You will have a prior for the starting state in our problem, and in the POS tagging, you might start from a flat prior, where all states are equally possible, or a certain "start of speech/sentence" token.
The Viterbi Algorithm solve the HMM in tractable time by Dynamic Programming. Consider this data structure, we have a table(matrix) with each rows representing a probable states, and each columns represent a step in the sequence. The problem is thus transformed in to finding the most possible path within the table. (See the following figure)
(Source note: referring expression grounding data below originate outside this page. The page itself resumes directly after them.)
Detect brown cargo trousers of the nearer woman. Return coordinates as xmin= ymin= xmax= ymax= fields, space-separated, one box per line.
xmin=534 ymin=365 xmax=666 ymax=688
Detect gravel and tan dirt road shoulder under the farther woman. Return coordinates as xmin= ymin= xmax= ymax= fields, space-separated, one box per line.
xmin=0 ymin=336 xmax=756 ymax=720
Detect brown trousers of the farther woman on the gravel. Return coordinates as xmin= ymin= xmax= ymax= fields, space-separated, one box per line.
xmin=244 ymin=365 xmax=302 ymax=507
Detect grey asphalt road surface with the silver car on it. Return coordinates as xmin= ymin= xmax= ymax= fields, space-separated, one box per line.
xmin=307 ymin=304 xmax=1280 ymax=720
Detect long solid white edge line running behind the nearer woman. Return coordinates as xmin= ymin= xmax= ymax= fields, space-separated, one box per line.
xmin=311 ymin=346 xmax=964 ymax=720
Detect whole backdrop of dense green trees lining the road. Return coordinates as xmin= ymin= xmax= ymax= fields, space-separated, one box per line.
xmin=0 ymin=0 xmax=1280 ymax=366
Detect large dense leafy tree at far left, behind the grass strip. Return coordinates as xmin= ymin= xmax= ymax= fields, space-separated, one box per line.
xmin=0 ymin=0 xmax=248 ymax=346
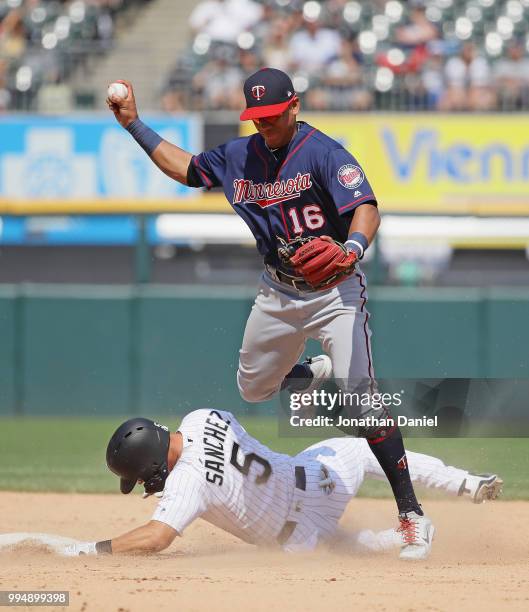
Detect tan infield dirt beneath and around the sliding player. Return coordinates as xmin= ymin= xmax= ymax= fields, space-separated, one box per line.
xmin=0 ymin=492 xmax=529 ymax=612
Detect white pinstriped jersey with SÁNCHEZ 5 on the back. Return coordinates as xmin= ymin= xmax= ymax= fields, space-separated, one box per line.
xmin=153 ymin=410 xmax=295 ymax=543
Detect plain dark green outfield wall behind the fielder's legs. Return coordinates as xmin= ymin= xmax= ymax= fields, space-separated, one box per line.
xmin=0 ymin=285 xmax=529 ymax=416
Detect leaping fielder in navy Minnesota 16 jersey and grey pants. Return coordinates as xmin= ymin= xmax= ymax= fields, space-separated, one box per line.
xmin=107 ymin=68 xmax=433 ymax=558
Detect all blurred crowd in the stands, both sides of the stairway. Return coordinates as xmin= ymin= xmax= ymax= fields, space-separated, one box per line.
xmin=0 ymin=0 xmax=529 ymax=112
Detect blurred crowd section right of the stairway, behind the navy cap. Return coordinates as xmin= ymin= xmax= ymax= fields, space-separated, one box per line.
xmin=163 ymin=0 xmax=529 ymax=111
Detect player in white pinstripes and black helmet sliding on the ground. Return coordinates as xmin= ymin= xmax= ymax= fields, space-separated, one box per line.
xmin=60 ymin=409 xmax=503 ymax=556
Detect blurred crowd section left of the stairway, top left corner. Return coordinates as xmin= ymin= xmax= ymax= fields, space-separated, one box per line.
xmin=0 ymin=0 xmax=149 ymax=112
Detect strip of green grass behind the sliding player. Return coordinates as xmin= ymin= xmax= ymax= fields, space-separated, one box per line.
xmin=0 ymin=418 xmax=529 ymax=499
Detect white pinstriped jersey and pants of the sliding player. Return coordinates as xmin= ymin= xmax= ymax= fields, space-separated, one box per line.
xmin=152 ymin=409 xmax=467 ymax=551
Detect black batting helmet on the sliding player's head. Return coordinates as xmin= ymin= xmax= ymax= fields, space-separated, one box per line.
xmin=107 ymin=417 xmax=170 ymax=493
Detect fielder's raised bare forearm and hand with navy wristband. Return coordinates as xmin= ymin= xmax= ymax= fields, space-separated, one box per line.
xmin=107 ymin=80 xmax=193 ymax=185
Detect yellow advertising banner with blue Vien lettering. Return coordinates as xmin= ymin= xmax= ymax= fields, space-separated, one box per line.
xmin=242 ymin=113 xmax=529 ymax=215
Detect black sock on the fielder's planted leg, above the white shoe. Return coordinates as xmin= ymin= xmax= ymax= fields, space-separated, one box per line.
xmin=368 ymin=428 xmax=423 ymax=515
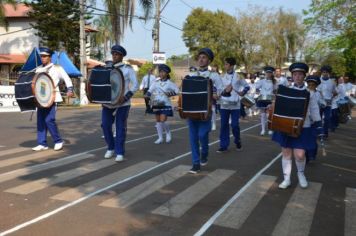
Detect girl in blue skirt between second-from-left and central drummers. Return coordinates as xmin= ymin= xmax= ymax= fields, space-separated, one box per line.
xmin=146 ymin=64 xmax=179 ymax=144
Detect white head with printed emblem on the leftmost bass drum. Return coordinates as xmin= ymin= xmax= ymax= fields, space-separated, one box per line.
xmin=32 ymin=73 xmax=56 ymax=108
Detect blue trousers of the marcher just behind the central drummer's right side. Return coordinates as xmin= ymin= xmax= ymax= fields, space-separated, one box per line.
xmin=220 ymin=109 xmax=241 ymax=149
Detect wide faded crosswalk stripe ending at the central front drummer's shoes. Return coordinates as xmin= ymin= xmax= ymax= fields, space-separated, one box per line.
xmin=99 ymin=165 xmax=189 ymax=208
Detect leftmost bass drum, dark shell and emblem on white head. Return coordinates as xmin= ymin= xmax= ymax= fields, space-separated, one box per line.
xmin=15 ymin=72 xmax=56 ymax=112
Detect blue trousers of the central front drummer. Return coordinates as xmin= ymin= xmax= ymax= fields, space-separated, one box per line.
xmin=188 ymin=119 xmax=211 ymax=165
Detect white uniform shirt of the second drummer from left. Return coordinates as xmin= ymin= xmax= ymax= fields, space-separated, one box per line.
xmin=103 ymin=62 xmax=138 ymax=109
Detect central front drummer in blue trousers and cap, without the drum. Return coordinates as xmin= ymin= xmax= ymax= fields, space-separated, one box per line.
xmin=188 ymin=48 xmax=222 ymax=174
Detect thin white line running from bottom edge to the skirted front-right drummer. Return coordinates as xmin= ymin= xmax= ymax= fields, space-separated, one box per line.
xmin=194 ymin=153 xmax=282 ymax=236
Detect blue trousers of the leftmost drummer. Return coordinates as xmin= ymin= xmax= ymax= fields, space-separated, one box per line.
xmin=37 ymin=104 xmax=62 ymax=147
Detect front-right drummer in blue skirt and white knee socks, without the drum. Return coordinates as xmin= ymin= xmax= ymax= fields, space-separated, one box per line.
xmin=272 ymin=63 xmax=322 ymax=189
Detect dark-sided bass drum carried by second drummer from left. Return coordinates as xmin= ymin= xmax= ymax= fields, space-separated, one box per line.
xmin=87 ymin=66 xmax=125 ymax=106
All nodes in the table is initialized to be $-\infty$, thus equally impossible. The possibility is measured by log-likelihood in the table.
For nodes in current layer(column), we would traverse through the node in the previous layer, and update the current node’s log likelihood: $\max[\delta_{t,x}, \delta_{t-1,x}+tr_{x’,x}]$
This will assign every node inside the table their largest log-likelihood, and allowing us to retrieve a path with the largest log-likelihood value.
For decoding the sequence after registering the possibility of each nodes, we would start from the most probable node in the last layer and work our ways backward to retrieve nodes in the previous layers one by one.
The Viterbi Algorithm is tractable because it stores the internal values for calculating log-likelihood for each possible sequences in a data structure. These values are heavily reused(dynamic programming).